Re: socket.c added support for unix domain socket datagram transport

From: Ralph Schmieder <ralph.schmieder@gmail.com>
To: Stefano Brivio <sbrivio@redhat.com>
Cc: "\"Daniel P. Berrangé\"" <berrange@redhat.com>, qemu-devel@nongnu.org
Subject: Re: socket.c added support for unix domain socket datagram transport
Date: Mon, 26 Apr 2021 13:14:48 +0200	[thread overview]
Message-ID: <2DC6F891-4F28-4044-A055-0CDAB45A3C24@gmail.com> (raw)
In-Reply-To: <20210423183901.12a71759@redhat.com>

> On Apr 23, 2021, at 18:39, Stefano Brivio <sbrivio@redhat.com> wrote:
> 
> On Fri, 23 Apr 2021 17:48:08 +0200
> Ralph Schmieder <ralph.schmieder@gmail.com> wrote:
> 
>> Hi, Stefano... Thanks for the detailed response... inline
>> Thanks,
>> -ralph
>> 
>> 
>>> On Apr 23, 2021, at 17:29, Stefano Brivio <sbrivio@redhat.com>
>>> wrote:
>>> 
>>> Hi Ralph,
>>> 
>>> On Fri, 23 Apr 2021 08:56:48 +0200
>>> Ralph Schmieder <ralph.schmieder@gmail.com> wrote:
>>> 
>>>> Hey...  new to this list.  I was looking for a way to use Unix
>>>> domain sockets as a network transport between local VMs.
>>>> 
>>>> I'm part of a team where we run dozens if not hundreds of VMs on a
>>>> single compute instance which are highly interconnected.
>>>> 
>>>> In the current implementation, I use UDP sockets (e.g. something
>>>> like 
>>>> 
>>>> -netdev
>>>> id=bla,type=socket,udp=localhost:1234,localaddr=localhost:5678) 
>>>> 
>>>> which works great.
>>>> 
>>>> The downside of this approach is that I need to keep track of all
>>>> the UDP ports in use and that there's a potential for clashes.
>>>> Clearly, having Unix domain sockets where I could store the
>>>> sockets in the VM's directory would be much easier to manage.
>>>> 
>>>> However, even though there is some AF_UNIX support in net/socket.c,
>>>> it's
>>>> 
>>>> - not configurable
>>>> - it doesn't work  
>>> 
>>> I hate to say this, but I've been working on something very similar
>>> just in the past days, with the notable difference that I'm using
>>> stream-oriented AF_UNIX sockets instead of datagram-oriented.
>>> 
>>> I have a similar use case, and after some experiments I picked a
>>> stream-oriented socket over datagram-oriented because:
>>> 
>>> - overhead appears to be the same
>>> 
>>> - message boundaries make little sense here -- you already have a
>>> 32-bit vnet header with the message size defining the message
>>> boundaries
>>> 
>>> - datagram-oriented AF_UNIX sockets are actually reliable and
>>> there's no packet reordering on Linux, but this is not "formally"
>>> guaranteed
>>> 
>>> - it's helpful for me to know when a qemu instance disconnects for
>>> any reason
>>> 
>> 
>> IMO, dgram is the right tool for this as it is symmetrical to using a
>> UDP transport... Since I need to pick up those packets from outside
>> of Qemu (inside of a custom networking fabric) I'd have to make
>> assumptions about the data and don't know the length of the packet in
>> advance.
> 
> Okay, so it doesn't seem to fit your case, but this specific point is
> where you actually have a small advantage using a stream-oriented
> socket.

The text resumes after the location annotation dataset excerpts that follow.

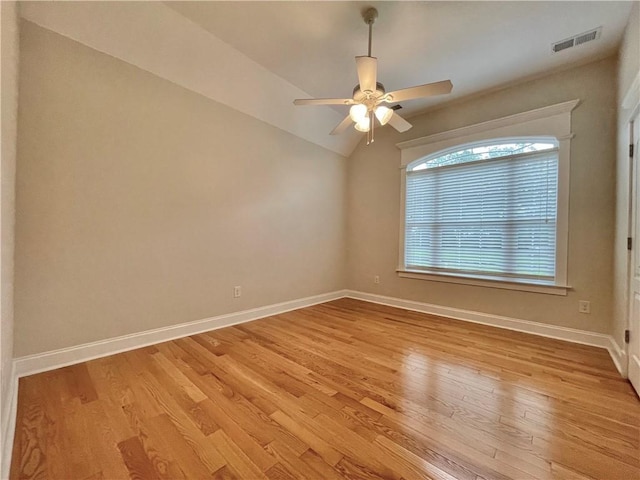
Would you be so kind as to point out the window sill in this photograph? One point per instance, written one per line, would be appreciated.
(491, 282)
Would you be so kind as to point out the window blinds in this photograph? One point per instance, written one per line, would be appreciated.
(493, 217)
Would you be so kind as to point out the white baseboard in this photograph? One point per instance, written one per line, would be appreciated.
(9, 426)
(42, 362)
(618, 355)
(542, 329)
(32, 364)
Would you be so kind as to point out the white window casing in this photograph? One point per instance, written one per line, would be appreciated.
(552, 122)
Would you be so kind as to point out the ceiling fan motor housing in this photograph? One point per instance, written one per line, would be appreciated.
(359, 95)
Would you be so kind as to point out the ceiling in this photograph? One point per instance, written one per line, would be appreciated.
(478, 45)
(256, 57)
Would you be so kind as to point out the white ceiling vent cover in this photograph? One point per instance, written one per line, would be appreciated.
(576, 40)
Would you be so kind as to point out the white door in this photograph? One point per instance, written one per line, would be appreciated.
(634, 317)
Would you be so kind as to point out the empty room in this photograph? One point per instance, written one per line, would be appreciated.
(320, 240)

If you receive a packet and have a smaller receive buffer, you
> can read the length of the packet from the vnet header and then read
> the rest of the packet at a later time.
> 
> With a datagram-oriented socket, you would need to know the maximum
> packet size in advance, and use a receive buffer that's large enough to
> contain it, because if you don't, you'll discard data.

For me, the maximum packet size is a jumbo frame (e.g. 9x1024) anyway -- everything must fit into an atomic write of that size.

> 
> The same reasoning applies to a receive buffer that's larger than the
> maximum packet size you can get -- you can then read multiple packets at
> a time, filling your buffer, partially reading a packet at the end of
> it, and reading the rest later.
> 
> With a datagram-oriented socket you need to resort to recvmmsg() to
> receive multiple packets with one syscall (nothing against it, it's
> just slightly more tedious).
> 
>> Using the datagram approach fits nicely into this concept.
>> So, yes, in my instance the transport IS truly connectionless and VMs
>> just keep sending packets if the fabric isn't there or doesn't pick
>> up their packets.
> 
> I see, in that case I guess you really need a datagram-oriented
> socket... even though what happens with my patch (just like with the
> existing TCP support) is that your fabric would need to be there when
> qemu starts, but if it disappears later, qemu will simply close the
> socket. Indeed, it's not "hotplug", which is probably what you need.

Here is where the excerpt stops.